The Bat is a question mark in our psyches. Neither this nor that. Residing in a world turned upside down. Awake when it is neither dark nor light. Liminal time and liminal space. The Bat is a question we must hold before us, with never a promise of an answer. Yet it is the questions themselves that can save us. 

"There was, however, a keen awareness of this Presence in her house. Was it even her house? 
Maybe she was residing in the House of the Other? Animal? Mineral? Vegetable? 
The Twenty Questions of relationship with the Other: 
Will you see me, really see me? 
Will you hear me, really hear me? 
Will you tune your ear to the drumbeat that pulses deep in my gut? 
Will you touch me here and here? 
Will you elicit music and starlight from my throat? 
Will you forever know my name and call me by no other? 
Will you let me carry my own heartache and yet make it beautiful? . . . 
Will you be my Key, my Thread, my Doorway, my Nothing and Everything? 
Will I be your Cup, your Bowl, your Vessel? . . . 
Will you be my hiding place, the wing that covers me when the storms come?" - 
Artemis at 107 Crescent Place, from author's personal journal


  1. Fantastic! You, Bat, Wild Child within and around, the Wild World. Fantastic (as Roth says), is this dream. I appreciate you dreaming the dream forward and with us. I appreciate the thin veils between sleeping life and waking life from which poetry and The Twenty Questions erupt. The particularity of this tidbit especially resonates with me as I reflect on Wilderness in the midst of holiday season: "...we remember that it is, indeed, a possible miracle that the Wildness of Love can be born within the human heart."

  2. Thank you, Dianne. Especially precious words of praise when they come from you.

  3. Thank you Shiftless Wanderer for visiting my space and sharing a thought or two.

    I have looked back on a couple of your latest postings here and went back to the first few. I shall be back to learn more and would like to congratulate you on this blog.

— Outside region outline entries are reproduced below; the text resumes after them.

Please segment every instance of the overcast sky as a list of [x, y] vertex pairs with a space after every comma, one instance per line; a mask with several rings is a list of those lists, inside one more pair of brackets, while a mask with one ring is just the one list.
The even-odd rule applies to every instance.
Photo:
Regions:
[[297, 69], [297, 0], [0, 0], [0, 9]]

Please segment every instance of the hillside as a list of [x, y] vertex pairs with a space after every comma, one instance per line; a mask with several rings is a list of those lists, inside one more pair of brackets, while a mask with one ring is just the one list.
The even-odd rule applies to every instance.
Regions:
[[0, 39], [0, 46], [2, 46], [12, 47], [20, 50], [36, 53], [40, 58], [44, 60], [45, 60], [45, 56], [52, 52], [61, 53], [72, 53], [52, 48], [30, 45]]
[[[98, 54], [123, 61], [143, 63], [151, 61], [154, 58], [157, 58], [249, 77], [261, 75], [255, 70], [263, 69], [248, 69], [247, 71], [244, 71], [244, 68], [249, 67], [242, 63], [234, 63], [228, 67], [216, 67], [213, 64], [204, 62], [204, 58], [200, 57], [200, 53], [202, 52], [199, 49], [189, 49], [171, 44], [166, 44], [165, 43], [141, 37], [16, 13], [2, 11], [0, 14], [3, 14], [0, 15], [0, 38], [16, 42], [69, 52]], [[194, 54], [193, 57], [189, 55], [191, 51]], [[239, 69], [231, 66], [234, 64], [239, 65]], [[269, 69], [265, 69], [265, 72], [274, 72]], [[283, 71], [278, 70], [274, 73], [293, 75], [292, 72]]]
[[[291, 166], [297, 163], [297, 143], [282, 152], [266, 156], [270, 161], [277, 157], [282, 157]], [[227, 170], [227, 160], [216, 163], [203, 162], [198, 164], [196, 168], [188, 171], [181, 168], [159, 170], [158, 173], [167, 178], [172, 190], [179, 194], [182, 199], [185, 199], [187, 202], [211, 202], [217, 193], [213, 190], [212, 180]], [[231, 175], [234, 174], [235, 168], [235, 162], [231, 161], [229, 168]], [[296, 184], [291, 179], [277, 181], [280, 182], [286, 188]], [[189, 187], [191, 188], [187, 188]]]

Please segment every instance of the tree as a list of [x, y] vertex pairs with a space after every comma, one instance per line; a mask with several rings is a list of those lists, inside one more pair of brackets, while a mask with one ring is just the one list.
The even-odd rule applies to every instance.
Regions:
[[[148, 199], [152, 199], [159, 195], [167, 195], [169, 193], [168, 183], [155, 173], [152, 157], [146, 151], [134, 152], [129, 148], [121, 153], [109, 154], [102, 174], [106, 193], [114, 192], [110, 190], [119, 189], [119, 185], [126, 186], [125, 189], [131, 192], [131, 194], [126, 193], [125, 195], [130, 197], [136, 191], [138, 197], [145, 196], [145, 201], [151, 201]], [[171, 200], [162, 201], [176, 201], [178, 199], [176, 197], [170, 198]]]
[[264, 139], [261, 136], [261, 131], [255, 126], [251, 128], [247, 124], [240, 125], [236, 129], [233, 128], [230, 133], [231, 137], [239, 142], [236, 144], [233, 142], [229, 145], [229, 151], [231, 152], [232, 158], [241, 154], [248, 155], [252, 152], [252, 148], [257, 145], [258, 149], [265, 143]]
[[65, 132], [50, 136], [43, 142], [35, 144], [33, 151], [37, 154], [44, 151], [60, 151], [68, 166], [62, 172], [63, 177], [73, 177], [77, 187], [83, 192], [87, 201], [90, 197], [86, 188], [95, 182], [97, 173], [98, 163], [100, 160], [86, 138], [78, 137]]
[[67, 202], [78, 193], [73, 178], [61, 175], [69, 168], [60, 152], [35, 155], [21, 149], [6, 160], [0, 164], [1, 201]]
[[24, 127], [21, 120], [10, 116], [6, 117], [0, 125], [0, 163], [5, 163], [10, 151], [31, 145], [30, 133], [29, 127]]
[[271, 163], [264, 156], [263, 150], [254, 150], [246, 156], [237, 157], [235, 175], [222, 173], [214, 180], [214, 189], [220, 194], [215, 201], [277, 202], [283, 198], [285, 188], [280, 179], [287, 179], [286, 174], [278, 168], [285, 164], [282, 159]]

    I like the idea of of this blog as a kind of meandering along some undefined journey - this is good because in allowing your thoughts to run free, no doubt you will have the opportunity to stop, gaze at the things around, share a thought or two, appreciate the beauty in the smallest things and then resume your journey without thinking too much about where you want to go. Very wise.

    ... As for Christmas ... well, what can I say? I enjoyed the bat story and allowing yourself to meander back to the time where people understood the light/day balance of North European winters. I'm reticent to say it sometimes because as a Muslim I don't have to opt in to Christmas. The version of Christmas that I have always known has been very commercial and quite warped particularly since Christmas, Santa, reindeer and elves and the like are not mentioned either in the Bible or anything to do with a spirit of peace, hope and renewal.

    PS I like that you like Rumi :)

    tor_khan تور خان

  4. Thank you, Tor_Khan, for visiting! Thank you for the feedback regarding the blog. Still learning the ropes here. While some of the symbols of present day Christmas can be traced back to the spirit of peace, hope, and renewal, I think, like you and like many, that it's all pretty much lost to the shopping malls. Very sad. There are some, however, that are beginning to rethink the season, including my family. We're getting there, anyway!

    As you can see, you are on my blog list, so I'll be visiting your site often. Nice to meet you.